Bolt soll nicht unter den positiv getesteten Sportlern sein

Doch nicht nur Gays Probe fiel auf: Bei den Jamaikanern Asafa Powell und Sherone Simpson sei die Substanz Oxilofrin festgestellt worden, sagte ihr Agent Paul Doyle. Diese sei bei den jamaikanischen Meisterschaften entdeckt worden.

Powell war 2008 mit Jamaikas Staffel Olympiasieger über 4 x 100 Meter geworden. Er hielt den Weltrekord ehe er von Landsmann Usain Bolt abgelöst wurde. Dessen Manager versicherte sein Athlet gehöre nicht zu den insgesamt fünf positiv gestesteten jamaikanischen Sprintern. Sherone Simpson gewann 2004 mit Jamaikas Frauen über 4 x 100 Meter Olympia-Gold und holte vergangenes Jahr in London olympisches Staffel-Silber.

Nach mehreren Medienberichten soll auch Staffel-Olympiasieger Nesta Carter zu den positiv getesteten Spitzenathleten aus Jamaika gehören. Das berichten unter anderem der britische "Telegraph", CBS und jamaikanische Quellen.

"Das ist ein Ärgernis für die WM"

Die ersten Reaktionen auf Gays Bekanntmachung reichten von Ungläubigkeit bis Unverständnis. "Wir sind schockiert und entrüstet. Für die Leichtathletik und den Männer-Sprint im Besonderen ist das eine große Belastung. Damit werden im Grunde alle Spitzenleistungen infrage gestellt. Da sind Zweifel angebracht", sagte Helmut Digel, Councilmitglied des Leichtathletik-Weltverbandes IAAF. "real???? Echt??? Wirklich??", twitterte Deutschlands Weitsprung-Ass Sebastian Bayer.

Der IAAF liegen noch keine detaillierten Informationen über den spektakulären Fall vor. "Deshalb kann man jetzt weder etwas über die Schwere des Vergehens noch über die eingenommene Substanz sagen", erklärte Digel. Fest stehe dagegen, dass das Ansehen der Leichtathletik darunter leide. "Wir haben Probleme genug. Das ist ein Ärgernis für die WM", meinte Digel und fügte hinzu: "Entscheidend ist aber, dass dieser positive Test vor der WM aufgedeckt wurde."

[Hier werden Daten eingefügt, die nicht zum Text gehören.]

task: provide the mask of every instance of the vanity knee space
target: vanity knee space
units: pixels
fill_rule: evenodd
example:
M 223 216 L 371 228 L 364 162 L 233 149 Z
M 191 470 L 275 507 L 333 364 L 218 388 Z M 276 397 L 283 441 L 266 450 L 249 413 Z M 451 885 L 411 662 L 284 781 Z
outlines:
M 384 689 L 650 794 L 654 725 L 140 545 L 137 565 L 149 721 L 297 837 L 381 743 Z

Gay war in dieser Saison fit und gesund auf die Bahn zurückgekehrt, nachdem er in den vergangenen Jahren wegen Bänder- und Muskelbeschwerden sowie einer Hüftoperation den Anschluss an die Weltspitze verloren hatte. Bei den Olympischen Spielen 2012 in London reichte es für den Amerikaner lediglich zu Silber mit der US-Staffel über 4 x 100 Meter.

Umso erstaunlicher geriet sein Comeback in dieser Saison. "Die Zeit gibt mir das Selbstvertrauen, dass ich jeden schlagen kann", tönte er nach seiner Weltjahresbestleistung über 100 Meter Mitte Juni bei den US-Meisterschaften in Des Moines in Iowa. Einen Monat später steht Gay am Pranger und möglicherweise vor dem Karriereende.